A study showing Turlock has a higher rate of traffic incidents, including fatalities and injuries, than other like-sized cities has prompted city officials to take a closer look at how people traverse the town and what methods could improve the safety on the roadways.
The California Office of Traffic Safety examined traffic reports from 2013 for 103 like-sized cities and ranked them according to the rates of occurrences. Turlock was ranked 31st for collisions that resulted in fatalities or injuries, with 365 traffic collisions. For collisions involving pedestrians, Turlock was 44th with 22 collisions. Turlock was 40th for collisions involving bicyclists with 28, and 42nd in collisions involving motorcycles, with 12.

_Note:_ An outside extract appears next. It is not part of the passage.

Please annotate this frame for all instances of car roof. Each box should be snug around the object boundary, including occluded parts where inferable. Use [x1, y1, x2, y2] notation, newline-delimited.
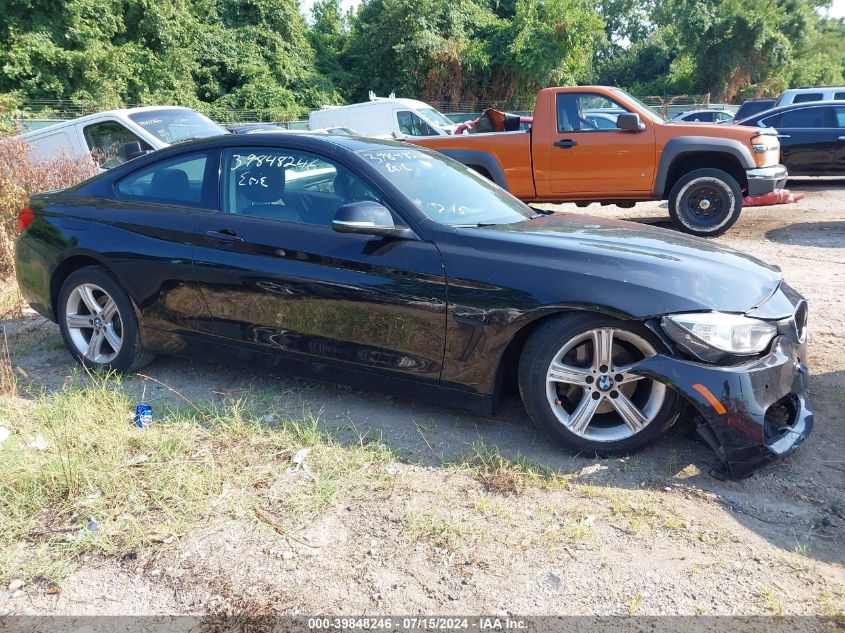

“It is above average and that’s not where we want to be,” said Turlock City Engineer Mike Pitcock on Tuesday when he presented the traffic study information to the Turlock City Council.
More recently the Turlock Police Department reported an overall increase in collisions in the city. In 2015, there were 847 accidents in Turlock, an increase of 2 percent from 2014. The number of non-injury accidents was at 571, an increase of 6 percent from the year prior. There were 276 injury accidents in 2015, which is a 2 percent decrease from 2014. In 2015, Turlock saw two fatalities from traffic collisions, which is a 75 percent decrease from the year prior.
“It’s still two too many,” Pitcock said.
The majority of the collisions were a result of right of way violations, according to the Turlock Police Department’s statistics. There were 92 right of way violations cited in traffic collision reports, followed by 88 unsafe turning movements, and 85 unsafe speed citations.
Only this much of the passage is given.